Long week.

“I am a little worn out, raddled, squashed, downtrodden, shot full of holes. Mortars have mortared me to bits. I am a little crumbly, decaying, yes, yes. I am sinking and drying up a little. I am a bit scalded and scorched, yes, yes. That’s what it does to you. That’s life.” Robert Walser, “Nervous”

Yeah. Car troubles, dead computer, sick kids, battling with my insurance company, trying to make ten cents out of five. Even the good news of the week came bitterly. Not the most conducive week for “The Reader.” Book one was interesting enough, if not especially original; a teenage boy falls into love/lust with a woman in her thirties, they have a lot of sex, he does whatever she says, and then one day she vanishes. He looks for her, but no dice.

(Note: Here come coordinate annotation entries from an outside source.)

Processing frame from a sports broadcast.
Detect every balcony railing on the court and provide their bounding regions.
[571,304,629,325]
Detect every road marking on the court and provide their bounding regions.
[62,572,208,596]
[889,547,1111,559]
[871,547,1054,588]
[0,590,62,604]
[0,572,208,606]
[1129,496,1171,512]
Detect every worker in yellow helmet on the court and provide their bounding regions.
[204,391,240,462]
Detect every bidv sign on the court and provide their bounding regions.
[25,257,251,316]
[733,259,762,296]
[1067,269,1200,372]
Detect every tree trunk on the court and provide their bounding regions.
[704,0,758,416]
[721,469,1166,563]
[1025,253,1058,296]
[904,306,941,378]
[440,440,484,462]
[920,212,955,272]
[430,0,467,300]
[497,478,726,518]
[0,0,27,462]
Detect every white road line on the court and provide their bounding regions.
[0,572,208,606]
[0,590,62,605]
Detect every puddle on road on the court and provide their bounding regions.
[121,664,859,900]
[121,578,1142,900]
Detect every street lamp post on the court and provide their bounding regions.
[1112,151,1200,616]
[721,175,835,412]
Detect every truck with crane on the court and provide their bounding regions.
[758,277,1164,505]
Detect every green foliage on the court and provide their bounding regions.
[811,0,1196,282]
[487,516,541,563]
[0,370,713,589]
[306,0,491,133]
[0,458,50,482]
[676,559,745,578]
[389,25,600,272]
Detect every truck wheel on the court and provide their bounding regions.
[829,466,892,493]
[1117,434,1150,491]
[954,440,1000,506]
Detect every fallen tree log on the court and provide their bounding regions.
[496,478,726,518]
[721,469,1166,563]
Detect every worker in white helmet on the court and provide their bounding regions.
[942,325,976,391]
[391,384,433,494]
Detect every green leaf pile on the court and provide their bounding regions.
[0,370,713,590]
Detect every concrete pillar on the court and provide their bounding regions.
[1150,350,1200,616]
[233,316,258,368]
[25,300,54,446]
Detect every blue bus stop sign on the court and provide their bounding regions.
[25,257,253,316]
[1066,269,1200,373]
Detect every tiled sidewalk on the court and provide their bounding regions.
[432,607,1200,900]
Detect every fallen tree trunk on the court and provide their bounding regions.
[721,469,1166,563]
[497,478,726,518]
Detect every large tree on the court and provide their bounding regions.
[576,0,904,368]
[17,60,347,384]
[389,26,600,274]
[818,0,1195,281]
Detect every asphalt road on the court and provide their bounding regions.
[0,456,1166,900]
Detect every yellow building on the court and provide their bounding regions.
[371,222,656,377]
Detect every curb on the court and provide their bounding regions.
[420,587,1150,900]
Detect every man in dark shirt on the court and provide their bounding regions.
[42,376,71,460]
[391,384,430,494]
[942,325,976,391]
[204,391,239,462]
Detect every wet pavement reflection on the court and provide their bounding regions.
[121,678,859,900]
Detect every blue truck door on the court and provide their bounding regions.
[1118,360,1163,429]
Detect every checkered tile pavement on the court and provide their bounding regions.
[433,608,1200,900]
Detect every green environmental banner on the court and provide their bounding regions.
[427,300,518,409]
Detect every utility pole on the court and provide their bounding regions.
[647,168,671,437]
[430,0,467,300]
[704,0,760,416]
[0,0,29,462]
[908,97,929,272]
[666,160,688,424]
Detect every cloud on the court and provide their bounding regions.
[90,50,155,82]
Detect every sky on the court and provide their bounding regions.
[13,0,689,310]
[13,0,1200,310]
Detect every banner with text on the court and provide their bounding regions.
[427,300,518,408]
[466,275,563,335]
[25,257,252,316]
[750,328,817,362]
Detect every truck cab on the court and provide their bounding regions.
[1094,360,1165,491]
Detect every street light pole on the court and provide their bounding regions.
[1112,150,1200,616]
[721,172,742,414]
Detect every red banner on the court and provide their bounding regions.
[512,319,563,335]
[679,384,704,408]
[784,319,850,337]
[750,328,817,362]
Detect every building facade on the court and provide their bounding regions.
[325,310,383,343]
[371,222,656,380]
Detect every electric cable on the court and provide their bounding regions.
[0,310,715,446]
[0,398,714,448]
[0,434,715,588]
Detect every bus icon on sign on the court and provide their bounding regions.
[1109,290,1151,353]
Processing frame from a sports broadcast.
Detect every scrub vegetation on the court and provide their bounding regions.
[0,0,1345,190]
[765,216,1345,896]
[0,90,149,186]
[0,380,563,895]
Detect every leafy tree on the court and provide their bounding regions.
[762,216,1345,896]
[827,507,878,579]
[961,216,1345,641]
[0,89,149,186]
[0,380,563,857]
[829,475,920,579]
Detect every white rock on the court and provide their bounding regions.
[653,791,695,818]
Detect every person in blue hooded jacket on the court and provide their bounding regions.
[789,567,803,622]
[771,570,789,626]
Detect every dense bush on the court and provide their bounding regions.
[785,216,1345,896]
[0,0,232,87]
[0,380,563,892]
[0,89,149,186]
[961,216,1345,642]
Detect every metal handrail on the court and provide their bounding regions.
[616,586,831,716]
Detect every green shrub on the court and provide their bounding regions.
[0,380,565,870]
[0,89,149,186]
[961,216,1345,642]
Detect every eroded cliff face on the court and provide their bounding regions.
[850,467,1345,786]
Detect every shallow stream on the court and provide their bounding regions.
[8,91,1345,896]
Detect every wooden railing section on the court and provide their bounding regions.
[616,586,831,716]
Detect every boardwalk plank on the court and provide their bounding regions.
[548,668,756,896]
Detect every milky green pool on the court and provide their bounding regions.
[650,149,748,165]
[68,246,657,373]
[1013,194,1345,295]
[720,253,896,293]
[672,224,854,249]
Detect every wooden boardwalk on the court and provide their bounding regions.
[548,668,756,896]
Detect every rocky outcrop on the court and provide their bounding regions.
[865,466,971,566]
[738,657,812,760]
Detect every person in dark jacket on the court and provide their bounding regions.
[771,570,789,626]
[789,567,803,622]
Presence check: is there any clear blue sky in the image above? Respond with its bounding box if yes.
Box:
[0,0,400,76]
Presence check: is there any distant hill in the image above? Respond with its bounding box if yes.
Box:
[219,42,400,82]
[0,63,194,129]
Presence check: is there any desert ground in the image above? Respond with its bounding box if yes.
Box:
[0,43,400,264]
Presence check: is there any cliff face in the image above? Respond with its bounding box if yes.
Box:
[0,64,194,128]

When part two starts, a few years later, we learn that she’s been working – as a guard? – at a concentration camp. I went from carving out a few minutes every day for reading to not reading at all. I don’t know, I just completely lost interest. Picked it up again this morning – I know I’m in a funk, and don’t want to just reject it if a little patience will pay off – but this sealed the deal: “The other main charge involved the night of the bombing that ended everything. The troops and guards had locked the prisoners, several hundred women, in a church in a village that had been abandoned by most of its inhabitants. Only a few bombs fell, possibly intended for the nearby railroad or a factory, or maybe simply released because they were left over from a raid n a larger town. One of them hit the priest’s house in which the troops and guards were sleeping. Another landed on the church steeple. First the steeple burned, then the roof; then the blazing rafters collapsed into the nave, and the pews caught fire. The heavy doors were unbudgeable. The defendants could have unlocked them. They did not, and the women locked in the church burned to death.” (p. 107) OK, fine for now, thanks! I’m not looking for Schlink to blow sunshine and bubbles up my butt, but I think I’ll pass on The Holocaust being my escape from difficult times.